### Video Transcript

In this video, we’re gonna learn about Pearson’s product moment correlation
coefficient, or just Pearson’s correlation coefficient, for short. Now, you should already know a bit about correlation. For example, about
positive and negative correlation, or direct and inverse correlation, and the fact that there
are different strengths of correlation depending on how good your line of best fit is and
predicting the value of one variable given the value of the other variable. Put simply, when you draw your line of best fit on a scatterplot, it will
either have a positive or negative slope or gradient. And the points will either be very
close to that line or spread out further away. Pearson’s product moment correlation coefficient is a number that houses to
quantify and interpret the type and strength of the correlation on a scale of negative
one through zero to positive one.

Now very quickly, you should recall that if your scatterplot looks something
like this, then the higher values of 𝑥 tend to be associated with higher values
of 𝑦; lower values of 𝑥 tend to be associated with lower values of
𝑦. And the line of best fit has a positive slope or gradient, so we call this
positive correlation. And the fact that the points are all pretty close to that line of best
fit, tells us that it’s strong correlation. And in this case, we’ve got a line of best fit that’s got a negative slope
or gradient, and we can see that larger 𝑥 values tend to be associated with lower
𝑦 values and vice versa. So we call this “negative correlation”. And the fact that the points aren’t
quite as close to the line of best fit as they were in the last example, tells us it’s
slightly weaker correlation.

Now just making rough judgements about how close the points are to that line
of best fit is not really very mathematical. So there are several different methods of
calculating a correlation coefficient, a number that quantifies how strong the correlation is.
Now they will come out with slightly different values but they all work on a scale from
negative one for perfect negative correlation, which would look something like that with all points exactly on the line of
best fit, through zero for a graph like that, where there’s no correlation
at all, all the way up to positive one for a graph like that, where all
the points sit exactly on the line of best fit. And that line of best fit has a positive
slope.

And here are a few examples. So in the top left one, we’ve got a correlation
coefficient of nought point seven six. And we can see that’s getting fairly close
to one, and it is suggesting that there is a positive slope. And those points are
fairly close to that line. And we can see that, as the correlation coefficient gets close to
zero, there’s no clear trend there. It’s not clear that high values of
𝑥 are associated with high values of 𝑦 or low values of
𝑥 are associated with high values of 𝑦. It’s just a bit of a-a
mess, a random splattering of points. Now somewhere in the middle, right around nought
point four one here, we can see, if I split the data into four quadrants, so going through the mean
𝑥 point and the mean 𝑦 point here, we can see that there are
slightly more bits of data in this and this quadrant.
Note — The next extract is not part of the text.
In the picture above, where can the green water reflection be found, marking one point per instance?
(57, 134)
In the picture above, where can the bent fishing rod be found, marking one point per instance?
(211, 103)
So there’s a very slight tendency
towards higher 𝑥s being associated with higher 𝑦s and lower
𝑥s with lower 𝑦s and so on. But it’s not a strong correlation. So that lack of clarity in the correlation is reflected in this correlation
coefficient of nought point four one. It’s not really close to zero.
It’s not really close to one.

Let’s see an example then of how to use Pearson’s correlation coefficient to
work out how much correlation we think there is between two sets of data. Now, we’ve got the gross domestic product, in billions of pounds, for the United
Kingdom, and the number of fires that were deliberately started in England and Wales that
year. And we’ve got this for nineteen fifty, nineteen sixty,
nineteen seventy, nineteen eighty and nineteen
ninety. So we’ve got five data points over a forty-year period and we’re
interested in seeing whether there’s any correlation between the-the state of the economy, the
size of the gross domestic product, and the number of fires that’d started deliberately that
year.

Now first of all, we’re gonna do a scatterplot of this data and draw in a
line of best fit, so we can get a feel for what sort of correlation that we get. Then we’re going to calculate the Pearson’s product moment correlation
coefficient to quantify how much correlation we think there is, between these two sets of
data. When you’re choosing your variables, we normally have 𝑥 as the
independent variable, the thing that we can change that’s causing things to happen, and
𝑦 the dependent variable, the thing that’s affected by changing the value of
𝑥. Now the problem we’ve got with this set of data, is it the case that in
excellent economy years when people celebrate by going out and starting fires, or is it the
people going round deliberately starting fires are causing the UK economy to grow every year. Well in reality I suspect, the two things are completely unrelated. One
isn’t causing the other at all. But just randomly, I’m gonna use 𝑥 as the GDP
figure and 𝑦 as the number of fires.

So this is what the scatterplot looks like, and it does suggest some sort of
positive correlation. And if we added a line of best fit, that’s roughly what it would look like.
Let’s go on and calculate the strength of the correlation in this case then. We usually call the Pearson’s product moment correlation coefficient
𝑟, and here’s the formula for working it out. Now that looks pretty horrible, but let’s go through and explain what
everything means. This symbol here means “the sum of”. So this bit means the sum of the
𝑥𝑦. So we take the- each 𝑥-value and multiply it by the
corresponding 𝑦-value, and then we take those results and we add those all up. This bit is the sum of all the 𝑥-values, and this bit is the
sum of all the 𝑦-values. So we multiply those together and then divide by the
number of pieces of data that we have. For this bit, we take all of our 𝑥-values and we square them, and then
then we add up all those squares. For this bit, we’re just adding up all the 𝑥-values, and then we’re
taking that answer and squaring it, and dividing by how many bits of data we’ve got. And then
we do the same for the corresponding 𝑦-values. And then we multiply those two
results together, and take the square root of that, and then complete this calculation.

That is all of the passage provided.